Saat itu hujan dan ruang kuliah kami basah oleh tetasan air yang menerobos langit-langit ethernit.

“Lingkungan adalah ruhnya pengendalian internal. Mengapa saya mengatakan ruh? Karena unsur-unsur dalam lingkungan adalah salah satunya etika. Etika yang dalam bahasa arab dapat diartikan sebagai akhlaq, bukan sekedar tata cara berperilaku.
Lusa saya menghadiri sebuah seminar yang diadakan di salah satu hotel kota kita. Keynote speaker dalam acara tersebut adalah seorang bule. Bisa kita bayangkan, terkadang beberapa hal mengenai kebiasaan mereka kita katakan tidak wajar, namun saya mengamati bahwa, kemarin, ketika penanya tidak dapat melantangkan suara sehingga tidak terdengar ke seluruh ruangan, sang moderator bertanya “mana panitia, mohon sediakan micro phone.” Sementara sang pembicara (si bule tadi), serta merta berjalan dengan langkah tegap dan cekatan, mengambil mic yang berada di depannya dan memberikan kepada penanya.
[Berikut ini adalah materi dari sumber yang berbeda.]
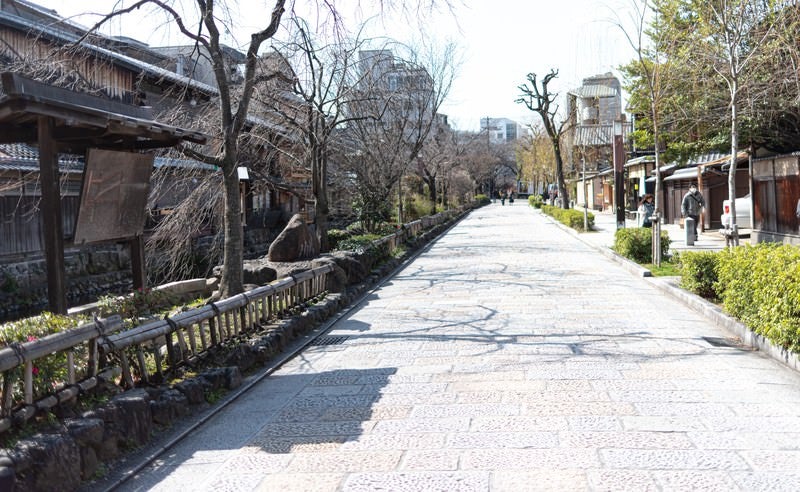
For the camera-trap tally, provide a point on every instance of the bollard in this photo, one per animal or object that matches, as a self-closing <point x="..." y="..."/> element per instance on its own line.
<point x="688" y="227"/>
Itulah akhlak, spontanitas ketika menghadapi sesuatu. Pun tadi ketika saya kesulitan memasang LCD, saya hanya mbatin, mengapa tidak satupun mahasiswa di ruangan ini datang dan membantu saya.”
Ruangan dipenuhi gelak tawa. Pun diriku, namun aku tertawa sambil menanya.

Sesampainya kuliah berakhir, bahkan sampai aku menuliskannya, masih diriku bertanya, seburuk itukah akhlakku? Aku memang bukan ahlinya bahasa arab yang tahu apa arti harfiah akhlaq, namun aku cukup punya hati untuk merasa tersindir dengan buah pikir dosen kami. Seburuk itukah aku? Yang harus berpikir berulang kali untuk memutuskan harus berbuat baik atau tidak? Seburuk itukah aku? Yang tidak peka melihat penderitaan orang lain. Seburuk itukah aku? Yang masih sempat berdiskusi dengan diri, apakah menarik tubuhnya atau sekedar berdoa, ketika melihat nenek-nenek tua siap melompat ke perlintasan ketika kereta sedang melaju kencang. Seburuk itukah aku? Bagaimana jika hari itu si nenek benar-benar melompat? Dimana akhlakku? Dimana hatiku sebagai manusia yang katanya beradab?

Betapa aku kalah dengan seorang tokoh sebuah cerita, dan justru menertawakan dengan kebombongan sambil mengumpat bodoh ketika ia berkata “Aku hanya berusaha menjadi manusia yang beradab dengan tidak membunuhmu. Meskipun aku lebih suka ketika kau berubah menjadi sepertiku, itu akan lebih mudah bagi kita untuk hidup bersama.”

Dan aku baru benar-benar mamahami perasaannya hari ini. Akhlak, manusia beradab. Lambannya aku.